La liturgia della Parola comprende le seguenti parti: prima lettura o profezia, salmo responsoriale, seconda lettura o Apostolo, Canto al Vangelo, Vangelo, Omelia, il Credo o professione di fede, la preghiera universale o dei fedeli.

Le letture sono tratte dall'Antico e dal Nuovo Testamento. Come nel dialogo tra due persone è presente l'ascolto e la risposta così avviene nel rapporto con Dio.

Le esortazioni finali "Parola di Dio" indicano che Dio stesso ha parlato ai suoi e si risponde “Rendiamo grazie a Dio”.

 

Il salmo responsoriale e il canto al Vangelo sono le risposte dei fedeli all'annuncio di salvezza proferito. Il Vangelo è il momento più alto di questo dialogo. Da sempre la sua proclamazione è circondata da rispetto e venerazione: la benedizione chiesta dal ministro incaricato, l'incensazione, la processione prima della lettura, la posizione in piedi dei fedeli.
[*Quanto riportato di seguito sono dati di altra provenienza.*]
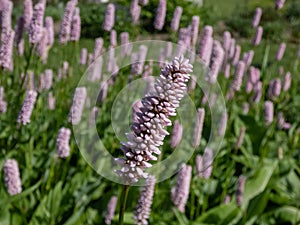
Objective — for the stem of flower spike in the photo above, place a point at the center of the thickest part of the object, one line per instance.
(123, 203)
(27, 64)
È Cristo che parla e che ci annuncia la Buona Novella: ecco perché occorre alzarsi in segno di rispetto e orientarsi verso l'ambone da dove viene letto (o cantato) il Vangelo. Gli onori resi al testo del Vangelo (processione, incenso, ceri, bacio) indicano venerazione per Cristo stesso.

 

L’ascolto del Vangelo è preceduto dall’invito del sacerdote “Il Signore sia con voi” a cui l’assemblea risponde “E con il tuo spirito”. Poi il sacerdote annuncia la lettura del Vangelo: “Dal Vangelo secondo…” e segnando la pagina del Vangelo e se stesso insieme al popolo acclama: “Gloria a te, o Signore”. Ci si segna sulla fronte, sulle labbra e sul cuore per esprimere il desiderio che la Parola del Signore pianti solide radici nell'intelligenza e nel cuore e le nostre labbra la proclamino; che sia custodita nella memoria, per parlare e amare come Gesù. La parola del Vangelo è il compimento di tutte le parole dell’antico testamento e Gesù ne è la piena realizzazione, in lui infatti si realizza tutta la scrittura, è il punto di arrivo di tutto ciò che viene detto nella Bibbia.

Al termine della lettura del Vangelo il sacerdote dice: “Parola del Signore” e il popolo risponde “Lode a te, o Cristo”.

 

Omelia

Solitamente nelle domeniche e nei giorni di festa dopo il vangelo il sacerdote o in alcuni casi anche il diacono, tiene l’omelia, che noi comunemente chiamiamo predica. L'omelia fa parte della Liturgia ed è vivamente raccomandata: è infatti necessaria per alimentare la vita cristiana. Questo momento ha la funzione di farci riflettere e capire la parola di Dio appena letta ed ascoltata. Può essere anche un aiuto su come vivere la vita cristiana secondo il volere di Dio. L’omelia è fatta dal sacerdote per aiutare i fedeli a vivere e a mettere in pratica la Parola ascoltata. L’omelia deve essere in grado di offrire un insegnamento capace di far riflettere e vedere la propria vita e la storia alla luce della fede.

 

Simbolo della fede (Credo)

È la risposta corretta alla Parola ascoltata e segno di riconoscimento tra i credenti nell'unico Signore e Salvatore. Si possono usare tre formulazioni del credo:

1. Il Simbolo degli apostoli: la professione più antica con una forte accentuazione cristologica;

2. La formula battesimale in uso nella liturgia del sacramento del battesimo;

3. Il Credo nella forma più lunga “il credo niceno-costantinopolitano”, frutto di due Concili Ecumenici, quello di Nicea del 325 e quello di Costantinopoli del 381. È il simbolo della fede che accomuna ancora oggi la Chiesa d’Occidente e d’Oriente.

 

Preghiera dei fedeli

È’ la risposta del popolo cristiano al Signore che ha parlato e in cui abbiamo detto di credere. Dall’ascolto della Parola i fedeli presentano al Signore le loro preghiere a nome di tutti. Questa preghiera ha lo scopo di pregare per le necessità della Chiesa e del mondo. È strutturata in modo tale che alle intenzioni di preghiera proposte possiamo rispondere con una frase di invocazione.

Con la preghiera dei fedeli termina la liturgia della Parola.